Dalla condanna della blasfemia deriva anche il rispetto per la Torah e per tutto ciò che è sacro, da non confondere con l’atteggiamento nocivo di fanatismo religioso ed eccessivo timore reverenziale ancora dominante in alcune società.
Origine biblica del precetto
La proibizione universale della bestemmia è uno dei temi centrali del Libro di Giobbe, ambientato in un contesto non ebraico.
«Può darsi che i miei figli abbiano peccato e abbiano bestemmiato Dio nel loro cuore» (Giobbe 1:5, vedi anche Giobbe 2:9-10).
Secondo un’opinione espressa nel Talmud, la proibizione si ricava da questo passo del Levitico:
«Chiunque maledice il suo Dio, porterà la pena del suo peccato» (Levitico 24:16).
L’espressione qui tradotta con “chiunque”, nel testo ebraico è “ish, ish” (letteralmente: “un uomo, un uomo”, cioè qualsiasi essere umano).
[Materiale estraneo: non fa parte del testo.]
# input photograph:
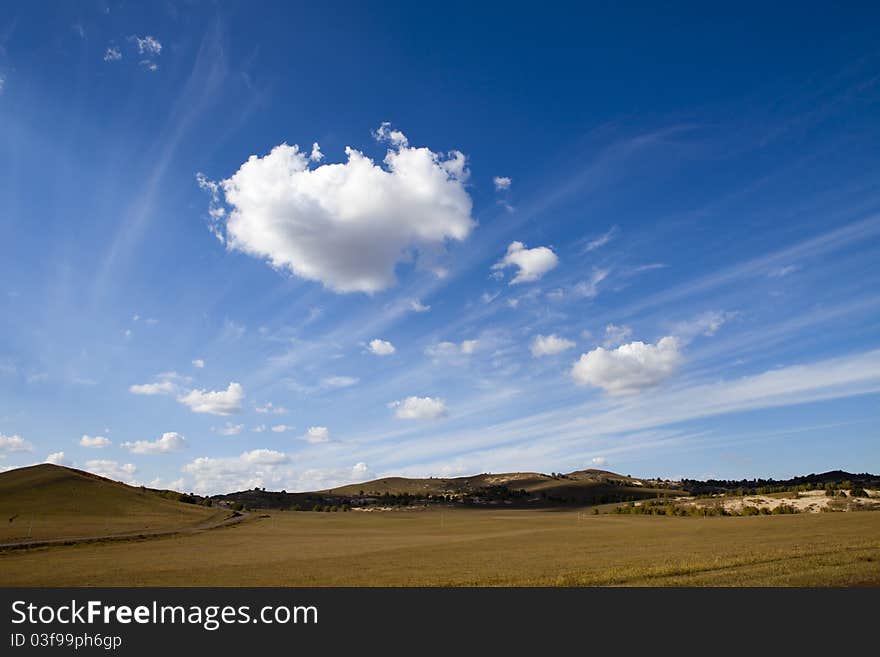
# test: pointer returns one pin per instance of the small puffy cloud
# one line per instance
(630, 368)
(94, 442)
(706, 324)
(317, 435)
(170, 441)
(157, 388)
(782, 272)
(229, 429)
(112, 470)
(419, 408)
(340, 381)
(531, 264)
(218, 402)
(548, 345)
(272, 409)
(615, 335)
(346, 225)
(58, 458)
(259, 467)
(166, 383)
(441, 350)
(14, 444)
(502, 183)
(589, 288)
(600, 241)
(148, 45)
(381, 347)
(316, 155)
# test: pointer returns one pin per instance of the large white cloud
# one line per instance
(14, 444)
(419, 408)
(259, 467)
(347, 224)
(548, 345)
(531, 264)
(170, 441)
(216, 402)
(629, 368)
(94, 442)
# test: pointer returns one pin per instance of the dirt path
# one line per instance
(234, 519)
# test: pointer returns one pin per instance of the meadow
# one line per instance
(476, 547)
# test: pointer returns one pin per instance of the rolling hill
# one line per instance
(44, 502)
(514, 488)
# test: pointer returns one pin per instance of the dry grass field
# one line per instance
(478, 547)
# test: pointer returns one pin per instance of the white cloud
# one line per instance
(219, 402)
(502, 183)
(170, 441)
(316, 155)
(157, 388)
(346, 225)
(340, 381)
(589, 289)
(229, 429)
(270, 408)
(441, 350)
(706, 324)
(782, 272)
(600, 241)
(317, 435)
(616, 335)
(532, 264)
(14, 444)
(381, 347)
(94, 442)
(58, 458)
(630, 368)
(548, 345)
(148, 45)
(112, 470)
(419, 408)
(259, 467)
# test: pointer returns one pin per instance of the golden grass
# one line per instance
(477, 548)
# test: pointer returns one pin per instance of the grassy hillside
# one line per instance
(50, 501)
(468, 546)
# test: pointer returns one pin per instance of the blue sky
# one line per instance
(589, 237)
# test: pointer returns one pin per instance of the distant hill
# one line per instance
(51, 501)
(514, 488)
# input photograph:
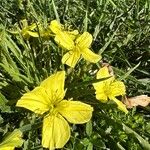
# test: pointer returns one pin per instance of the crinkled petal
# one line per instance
(54, 86)
(103, 73)
(71, 58)
(55, 133)
(90, 56)
(55, 26)
(37, 101)
(121, 106)
(64, 39)
(117, 88)
(13, 140)
(84, 40)
(75, 111)
(100, 93)
(73, 34)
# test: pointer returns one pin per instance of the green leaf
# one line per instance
(12, 140)
(89, 128)
(3, 106)
(142, 141)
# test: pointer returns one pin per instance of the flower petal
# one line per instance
(13, 140)
(71, 58)
(55, 26)
(90, 56)
(75, 111)
(100, 93)
(84, 41)
(121, 106)
(55, 133)
(54, 86)
(117, 88)
(64, 39)
(36, 101)
(103, 73)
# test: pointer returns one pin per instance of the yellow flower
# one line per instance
(109, 88)
(27, 30)
(11, 141)
(48, 98)
(77, 45)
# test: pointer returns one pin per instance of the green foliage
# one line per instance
(121, 34)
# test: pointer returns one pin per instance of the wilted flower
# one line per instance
(109, 88)
(77, 45)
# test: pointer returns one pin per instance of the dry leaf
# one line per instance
(141, 100)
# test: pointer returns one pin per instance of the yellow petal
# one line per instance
(121, 106)
(117, 88)
(75, 111)
(13, 140)
(54, 86)
(64, 40)
(7, 148)
(90, 56)
(55, 133)
(73, 34)
(55, 26)
(100, 92)
(71, 58)
(37, 101)
(103, 73)
(84, 41)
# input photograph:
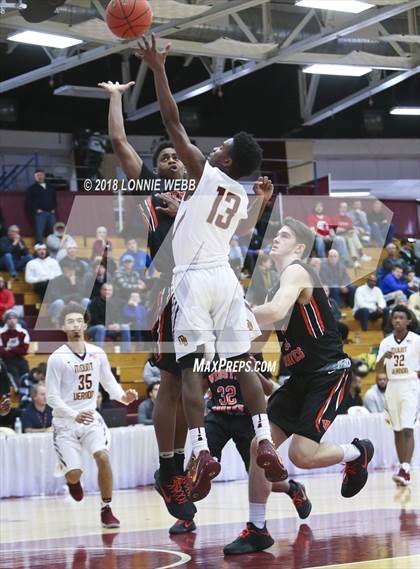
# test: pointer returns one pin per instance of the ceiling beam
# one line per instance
(62, 64)
(361, 95)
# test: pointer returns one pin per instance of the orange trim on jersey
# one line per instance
(305, 319)
(318, 313)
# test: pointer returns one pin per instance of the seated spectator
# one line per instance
(263, 279)
(7, 298)
(380, 226)
(374, 399)
(106, 319)
(342, 327)
(151, 373)
(145, 411)
(353, 398)
(407, 254)
(101, 244)
(395, 288)
(334, 275)
(64, 289)
(37, 417)
(58, 241)
(369, 303)
(13, 252)
(135, 314)
(81, 265)
(127, 280)
(41, 204)
(40, 270)
(360, 221)
(14, 345)
(36, 375)
(414, 305)
(344, 228)
(142, 261)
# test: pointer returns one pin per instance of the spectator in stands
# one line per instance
(64, 289)
(395, 288)
(334, 275)
(37, 417)
(369, 303)
(391, 260)
(353, 398)
(41, 203)
(13, 252)
(106, 319)
(380, 226)
(14, 345)
(7, 298)
(344, 228)
(360, 221)
(374, 399)
(40, 270)
(142, 261)
(101, 244)
(135, 315)
(263, 279)
(58, 241)
(407, 254)
(145, 411)
(36, 375)
(127, 280)
(151, 373)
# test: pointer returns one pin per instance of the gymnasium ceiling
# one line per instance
(228, 57)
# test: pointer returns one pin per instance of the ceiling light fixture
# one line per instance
(47, 40)
(350, 6)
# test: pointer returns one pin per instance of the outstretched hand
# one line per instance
(150, 54)
(116, 87)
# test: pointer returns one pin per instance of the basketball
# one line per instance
(128, 19)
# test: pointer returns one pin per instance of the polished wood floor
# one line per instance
(378, 529)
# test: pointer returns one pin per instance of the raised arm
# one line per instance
(190, 155)
(130, 161)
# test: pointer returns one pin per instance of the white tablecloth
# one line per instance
(27, 462)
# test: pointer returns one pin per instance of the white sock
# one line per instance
(198, 440)
(262, 427)
(350, 452)
(257, 514)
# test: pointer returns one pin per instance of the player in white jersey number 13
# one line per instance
(208, 303)
(74, 372)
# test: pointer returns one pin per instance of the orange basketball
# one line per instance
(128, 19)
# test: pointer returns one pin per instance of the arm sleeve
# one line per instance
(108, 381)
(52, 384)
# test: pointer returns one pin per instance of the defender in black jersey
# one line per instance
(306, 405)
(158, 211)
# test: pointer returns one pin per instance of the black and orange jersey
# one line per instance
(158, 225)
(310, 339)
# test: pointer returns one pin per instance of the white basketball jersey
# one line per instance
(405, 362)
(206, 222)
(72, 381)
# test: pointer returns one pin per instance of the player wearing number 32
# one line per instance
(74, 372)
(209, 311)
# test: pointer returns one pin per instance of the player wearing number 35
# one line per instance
(208, 310)
(74, 372)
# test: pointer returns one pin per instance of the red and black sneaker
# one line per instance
(182, 526)
(269, 461)
(300, 500)
(355, 471)
(250, 540)
(203, 469)
(108, 519)
(76, 491)
(176, 500)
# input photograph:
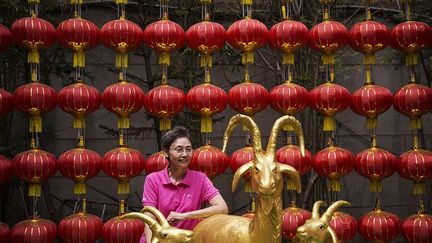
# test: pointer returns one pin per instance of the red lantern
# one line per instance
(122, 36)
(416, 165)
(369, 37)
(344, 225)
(333, 162)
(288, 98)
(247, 35)
(78, 35)
(293, 217)
(34, 34)
(6, 102)
(164, 101)
(248, 98)
(328, 37)
(288, 36)
(79, 100)
(371, 100)
(413, 100)
(5, 37)
(206, 37)
(156, 162)
(80, 227)
(6, 169)
(123, 163)
(123, 99)
(122, 231)
(209, 160)
(34, 231)
(164, 36)
(329, 99)
(34, 166)
(410, 37)
(206, 100)
(35, 99)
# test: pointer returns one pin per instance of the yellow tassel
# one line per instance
(33, 56)
(206, 124)
(79, 188)
(329, 123)
(288, 58)
(164, 58)
(34, 190)
(165, 124)
(248, 57)
(35, 124)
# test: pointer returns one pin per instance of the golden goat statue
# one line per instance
(162, 232)
(317, 229)
(266, 180)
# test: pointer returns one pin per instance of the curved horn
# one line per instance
(240, 171)
(315, 209)
(278, 125)
(250, 125)
(293, 175)
(330, 210)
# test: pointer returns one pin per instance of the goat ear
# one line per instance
(240, 171)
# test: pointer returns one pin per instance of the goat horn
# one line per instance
(278, 125)
(330, 210)
(240, 171)
(250, 125)
(159, 216)
(315, 209)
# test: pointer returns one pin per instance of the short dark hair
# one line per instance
(169, 137)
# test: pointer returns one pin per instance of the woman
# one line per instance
(177, 191)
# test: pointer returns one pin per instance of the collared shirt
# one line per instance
(188, 195)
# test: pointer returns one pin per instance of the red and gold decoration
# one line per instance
(209, 160)
(123, 163)
(333, 162)
(79, 100)
(34, 166)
Da ciò si comprende, secondo alcuni Maestri, che il testo si riferisca sia agli Ebrei che agli appartenenti ad altri popoli.
Bisogna inoltre notare che la profanazione del nome di Dio è uno dei peccati per i quali furono puniti i popoli di Canaan (vedi Levitico 18:21), per cui il carattere universale della proibizione è ben radicato nel testo biblico.